Beyond reducing AI's energy footprint, the researchers also point to a second, more exploratory application: the potential to support basic quantum computing functions on future semiconductor chips. Quantum computing, which exploits the strange behaviour of particles at extremely small scales to perform certain calculations far beyond the reach of classical computers, has historically required enormously complex and expensive infrastructure to maintain the delicate quantum states involved. A semiconductor platform capable of generating and controlling polaritons reliably could, in principle, offer a more practical route toward integrating quantum-level effects into more conventional chip designs — though the researchers themselves describe this as an early-stage possibility rather than a near-term application. This work builds on a broader and increasingly active field of photonic computing research at Penn and elsewhere; a separate Penn Engineering team led by Professor Liang Feng has already developed a programmable chip that uses light to train nonlinear neural networks, demonstrating that the broader thesis — using photons rather than electrons for the mathematics underlying AI — is being pursued across multiple research groups simultaneously, each tackling different pieces of the same fundamental challenge.

A Realistic Timeline From Laboratory to Commercial Chips

It is worth being honest about where this technology currently stands, because the gap between a landmark physics result published in Physical Review Letters and a commercially available AI chip is substantial, and history offers useful guidance on how that gap typically closes. The Penn result is, at this stage, a laboratory demonstration of a physical principle: that exciton-polaritons can perform all-light switching at extraordinarily low energy using a specific, carefully engineered material system involving a nanoscale cavity and an atomically thin semiconductor layer. It has not yet been demonstrated in a fully integrated, multi-component chip capable of performing the complex range of operations a real AI processor needs to execute.

The realistic timeline for technology at this stage typically unfolds in stages spanning many years. The next phase of research will likely focus on demonstrating more complex circuits built from multiple polariton switching elements working together, proving that the technology can perform not just a single switching operation but the kind of cascading logical operations a genuine processor requires. Following that, researchers would need to address the manufacturing challenge of producing these nanoscale cavity and monolayer semiconductor structures reliably and at the scale required for commercial chip fabrication — a process that, for previous generations of novel semiconductor technology, has often taken five to ten years to mature from laboratory demonstration to pilot manufacturing.
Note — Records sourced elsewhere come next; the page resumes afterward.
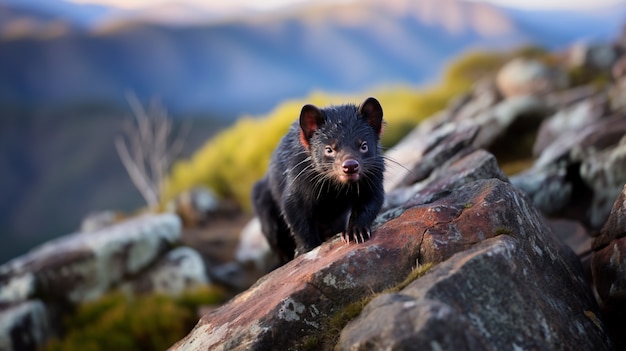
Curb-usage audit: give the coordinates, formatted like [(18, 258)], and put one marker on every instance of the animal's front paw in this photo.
[(356, 233)]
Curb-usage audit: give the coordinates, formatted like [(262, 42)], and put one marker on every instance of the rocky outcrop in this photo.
[(608, 267), (292, 307), (499, 295), (136, 256), (503, 277)]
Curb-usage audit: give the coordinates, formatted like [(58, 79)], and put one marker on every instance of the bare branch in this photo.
[(147, 153)]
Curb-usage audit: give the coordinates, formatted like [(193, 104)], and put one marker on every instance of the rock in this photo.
[(593, 56), (179, 270), (605, 173), (523, 76), (253, 247), (571, 119), (608, 262), (459, 170), (194, 205), (578, 172), (497, 121), (608, 268), (573, 234), (83, 266), (502, 294), (24, 326), (405, 323), (98, 220), (293, 304)]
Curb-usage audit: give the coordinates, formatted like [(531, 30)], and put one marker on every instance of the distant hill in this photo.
[(249, 63), (65, 68)]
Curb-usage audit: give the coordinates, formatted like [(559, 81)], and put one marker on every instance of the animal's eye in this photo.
[(364, 147)]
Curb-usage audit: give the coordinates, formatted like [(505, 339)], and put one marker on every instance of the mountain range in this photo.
[(65, 69), (229, 65)]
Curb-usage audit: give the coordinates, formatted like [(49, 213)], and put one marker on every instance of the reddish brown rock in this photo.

Photonic computing as a broader field is already at a more advanced stage than the specific polariton technology described here, with some photonic AI accelerators already being tested commercially for narrower applications, suggesting that the surrounding ecosystem and manufacturing expertise exists to potentially accelerate the path for the most promising laboratory breakthroughs. A reasonable estimate, based on the typical maturation timeline for comparably foundational semiconductor physics discoveries, would place commercially available chips incorporating this specific exciton-polariton technology somewhere in the 2032 to 2036 range, assuming continued research funding and successful resolution of the manufacturing challenges involved — though breakthroughs in adjacent areas of photonic computing could bring partial applications to market considerably sooner.

Conclusion

The discovery published by Bo Zhen, Li He, and their colleagues at the University of Pennsylvania is, at its core, a demonstration that one of the most stubborn obstacles in optical computing — getting light to meaningfully interact with itself — can be solved using hybrid light-matter particles operating at an energy scale that is almost impossible to intuitively grasp. Four quadrillionths of a joule, less energy than it takes to make a tiny LED flicker, is the cost of switching information using exciton-polaritons rather than electrons. That number matters enormously not because it will immediately appear in your next laptop or phone, but because it points toward a fundamentally different cost structure for the kind of computation that AI depends on, at a moment when AI's electricity consumption is on a trajectory to match the entire annual power usage of Japan within the next few years. The road from this laboratory result to a chip sitting inside a data centre is long, and the engineering challenges that remain are genuinely difficult. But eighty years after Penn researchers built the machine that started the electronic computing era using streams of electrons, a new generation of Penn physicists has shown a credible, physically grounded reason to believe that light may carry computing into its next one.

*This article is based on the peer-reviewed study "Strongly Nonlinear Nanocavity Exciton Polaritons in Gate-Tunable Monolayer Semiconductors" by Zhi Wang, Bumho Kim, Bo Zhen, and Li He, published in Physical Review Letters on April 8, 2026, and reporting from ScienceDaily, TechXplore, SciTechDaily, Dataconomy, the International Energy Agency, and Penn Today.*